Limitations & Future Work¶
- Performance on complex algorithmic vision problems: The gap in MMCode (11.0 vs 17.0 for GPT-4o) shows that merging has limited help for "long-chain reasoning + visual analysis" algorithm problems.
- Architecture dependencies: Merging requires compatible VLM backbones and code models (e.g., both based on Qwen2.5). This limits applicability when using heterogeneous model pairs.
- Heavily reliant on GPT-4o for data construction: HTML generation, chart rewriting, and benchmark selection all depend on GPT-4o, introducing potential bias and costs.
- Future Directions: Exploring joint (lightweight) adaptation of task vectors and vision modules, merging multiple code/reasoning vectors, or implementing layer-wise/task-adaptive merging coefficients (\(\lambda\)).
Related Work & Insights¶
- Compared to Backbone Replacement: 1-stage replacement and 2-stage projector-first training both disrupt the VLM's original visual grounding. VisCodex preserves visual grounding while injecting code expertise, yielding better results on vision-dense tasks.
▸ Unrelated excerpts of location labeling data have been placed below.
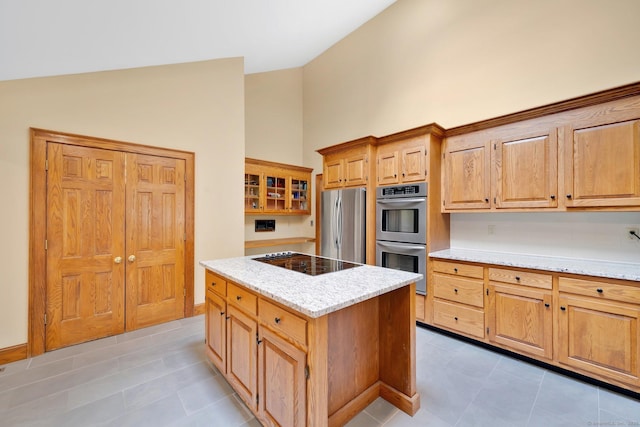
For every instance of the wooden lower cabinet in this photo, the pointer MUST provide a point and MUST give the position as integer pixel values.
(282, 381)
(242, 349)
(292, 370)
(600, 337)
(216, 330)
(521, 318)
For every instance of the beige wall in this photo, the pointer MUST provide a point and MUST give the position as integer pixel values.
(196, 107)
(273, 132)
(459, 61)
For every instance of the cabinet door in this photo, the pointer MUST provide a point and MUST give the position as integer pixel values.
(333, 169)
(526, 172)
(387, 168)
(414, 164)
(355, 170)
(299, 195)
(521, 318)
(215, 333)
(276, 193)
(599, 337)
(602, 165)
(242, 335)
(253, 191)
(466, 176)
(282, 381)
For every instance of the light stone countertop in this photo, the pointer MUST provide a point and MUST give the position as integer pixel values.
(313, 296)
(608, 269)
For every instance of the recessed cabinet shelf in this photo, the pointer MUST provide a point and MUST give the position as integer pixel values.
(276, 188)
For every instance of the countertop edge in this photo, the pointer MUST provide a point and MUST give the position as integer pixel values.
(594, 268)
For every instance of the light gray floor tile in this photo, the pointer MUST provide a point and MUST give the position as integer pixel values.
(570, 400)
(63, 382)
(160, 376)
(160, 413)
(165, 385)
(623, 406)
(103, 387)
(204, 393)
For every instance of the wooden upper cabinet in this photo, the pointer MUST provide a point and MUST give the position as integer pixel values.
(466, 175)
(347, 165)
(276, 188)
(526, 172)
(602, 165)
(401, 161)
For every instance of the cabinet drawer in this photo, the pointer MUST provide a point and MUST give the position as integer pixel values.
(455, 268)
(610, 291)
(535, 280)
(243, 298)
(216, 283)
(459, 318)
(458, 289)
(283, 320)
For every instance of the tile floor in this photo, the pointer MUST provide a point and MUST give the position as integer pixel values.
(159, 376)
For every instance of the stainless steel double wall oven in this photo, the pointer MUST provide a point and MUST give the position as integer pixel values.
(401, 229)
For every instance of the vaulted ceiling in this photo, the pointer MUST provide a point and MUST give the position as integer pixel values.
(45, 38)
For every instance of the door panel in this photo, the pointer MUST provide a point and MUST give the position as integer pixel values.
(85, 236)
(155, 240)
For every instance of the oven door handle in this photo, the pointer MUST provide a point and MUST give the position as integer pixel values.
(401, 202)
(402, 247)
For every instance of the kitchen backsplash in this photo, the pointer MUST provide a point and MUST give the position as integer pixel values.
(588, 235)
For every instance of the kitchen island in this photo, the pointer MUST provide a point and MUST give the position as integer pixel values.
(313, 350)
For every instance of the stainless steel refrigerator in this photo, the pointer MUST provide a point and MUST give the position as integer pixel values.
(343, 224)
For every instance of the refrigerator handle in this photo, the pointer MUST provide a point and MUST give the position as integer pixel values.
(334, 225)
(339, 236)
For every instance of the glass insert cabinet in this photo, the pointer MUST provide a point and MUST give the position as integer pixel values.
(276, 188)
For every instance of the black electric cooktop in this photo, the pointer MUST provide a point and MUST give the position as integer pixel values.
(303, 263)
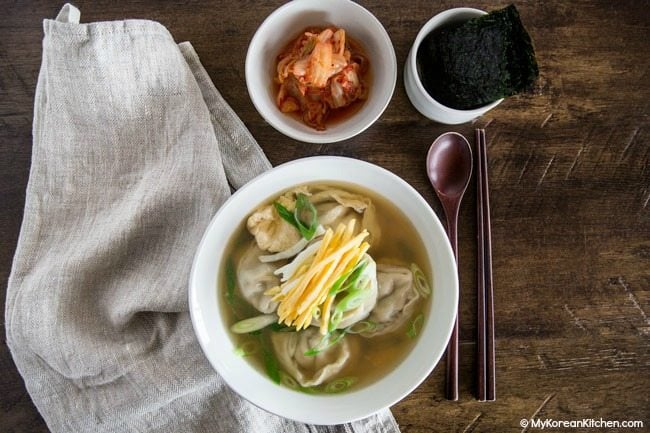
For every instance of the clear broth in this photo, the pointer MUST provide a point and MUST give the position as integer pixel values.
(371, 358)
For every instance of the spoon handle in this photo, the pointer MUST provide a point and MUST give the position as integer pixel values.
(451, 388)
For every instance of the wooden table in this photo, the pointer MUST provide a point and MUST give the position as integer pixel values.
(570, 188)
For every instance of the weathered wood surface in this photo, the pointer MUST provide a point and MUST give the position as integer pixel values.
(570, 190)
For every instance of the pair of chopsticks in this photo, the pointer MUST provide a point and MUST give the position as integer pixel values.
(485, 382)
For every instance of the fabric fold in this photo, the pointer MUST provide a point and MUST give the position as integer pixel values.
(133, 152)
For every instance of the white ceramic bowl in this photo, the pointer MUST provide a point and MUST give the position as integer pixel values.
(282, 26)
(256, 387)
(420, 98)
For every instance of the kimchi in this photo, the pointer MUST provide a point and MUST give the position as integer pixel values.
(320, 72)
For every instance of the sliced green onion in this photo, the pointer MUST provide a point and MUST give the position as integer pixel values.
(350, 278)
(420, 281)
(253, 323)
(335, 319)
(414, 327)
(326, 342)
(340, 385)
(279, 327)
(304, 205)
(362, 326)
(353, 299)
(247, 348)
(270, 363)
(285, 213)
(288, 381)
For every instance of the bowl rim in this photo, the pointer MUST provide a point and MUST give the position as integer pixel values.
(345, 407)
(321, 137)
(434, 22)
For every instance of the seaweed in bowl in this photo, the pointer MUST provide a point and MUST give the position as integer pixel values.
(325, 287)
(467, 65)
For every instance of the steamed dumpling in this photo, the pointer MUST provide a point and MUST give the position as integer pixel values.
(290, 348)
(363, 311)
(271, 232)
(397, 299)
(254, 278)
(336, 206)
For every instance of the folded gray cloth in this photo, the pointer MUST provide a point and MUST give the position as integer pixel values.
(134, 150)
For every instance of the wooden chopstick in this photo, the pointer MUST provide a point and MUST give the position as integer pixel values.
(485, 383)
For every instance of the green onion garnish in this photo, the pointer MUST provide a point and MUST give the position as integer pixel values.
(285, 213)
(350, 278)
(288, 381)
(340, 385)
(329, 340)
(362, 326)
(279, 327)
(303, 205)
(414, 327)
(420, 281)
(247, 348)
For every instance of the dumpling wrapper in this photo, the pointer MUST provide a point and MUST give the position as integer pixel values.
(336, 206)
(254, 278)
(290, 348)
(397, 299)
(271, 232)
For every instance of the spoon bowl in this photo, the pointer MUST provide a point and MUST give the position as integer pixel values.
(449, 167)
(449, 164)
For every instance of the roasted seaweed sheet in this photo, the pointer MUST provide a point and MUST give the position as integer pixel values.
(478, 62)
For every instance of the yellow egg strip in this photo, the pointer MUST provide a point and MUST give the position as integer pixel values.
(325, 314)
(337, 253)
(327, 272)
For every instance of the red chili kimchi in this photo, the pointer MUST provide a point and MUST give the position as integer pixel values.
(319, 73)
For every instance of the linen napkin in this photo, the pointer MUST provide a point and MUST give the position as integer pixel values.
(134, 150)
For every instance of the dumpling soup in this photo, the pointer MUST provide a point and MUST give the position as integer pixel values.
(326, 287)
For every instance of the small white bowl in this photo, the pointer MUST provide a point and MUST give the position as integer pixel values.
(212, 332)
(282, 26)
(420, 98)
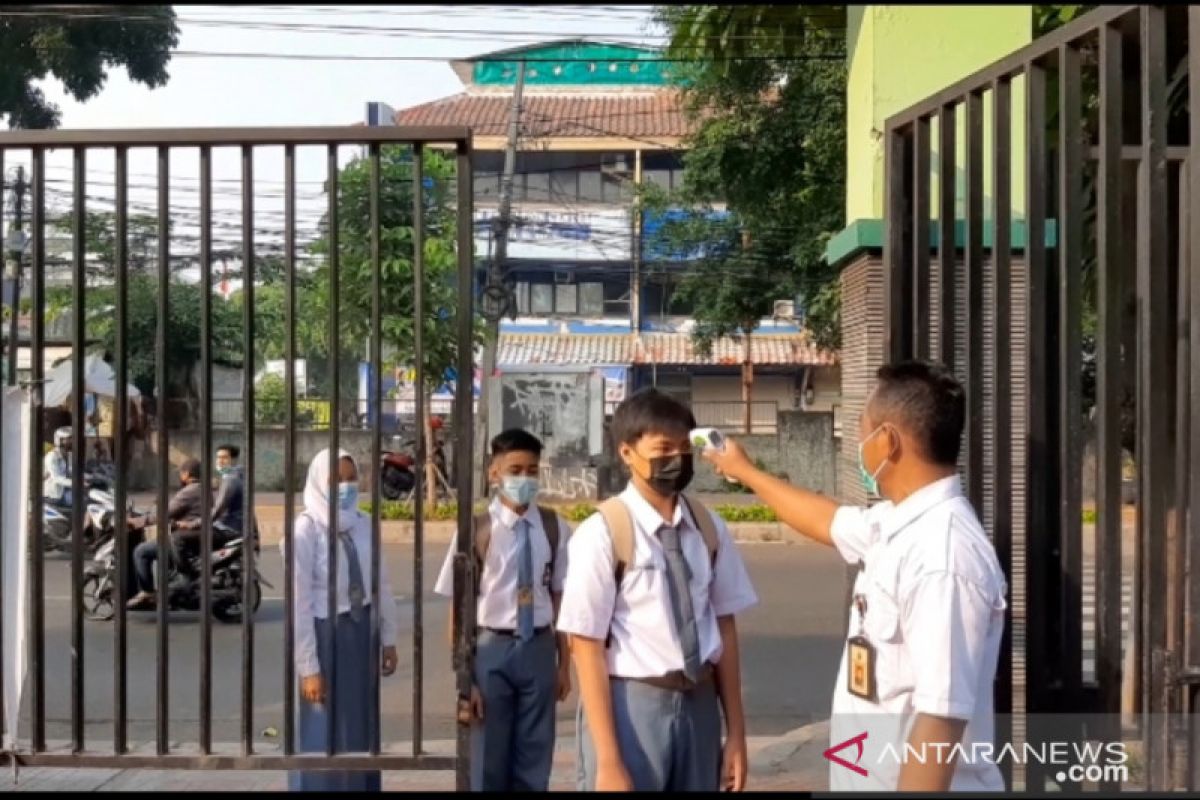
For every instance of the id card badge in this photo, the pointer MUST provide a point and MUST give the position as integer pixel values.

- Compared to HTML Datasets like Web2Code: Web2Code has issues with aesthetic quality and broken CSS; this work uses image-driven generation and Playwright filtering to create 200k higher-quality pairs.
- Compared to other Merging-based MLLMs: While other works used merging for VQA or math reasoning, this work is the first to demonstrate its effectiveness for multimodal code generation, providing both the MCD dataset and InfiBench-V benchmark.
Rating¶
- Novelty: ⭐⭐⭐⭐ Applying model merging to multimodal code generation and verifying the effectiveness of backbone-only modification is a clear and effective insight.
- Experimental Thoroughness: ⭐⭐⭐⭐⭐ Comprehensive evaluation across four benchmarks and multiple ablations (merging vs replacement, model selection).
- Writing Quality: ⭐⭐⭐⭐ Well-structured flow from motivation to data construction and evaluation.
- Value: ⭐⭐⭐⭐⭐ High practical value by creating an open-source multimodal code generator approaching GPT-4o performance and releasing a large dataset/benchmark.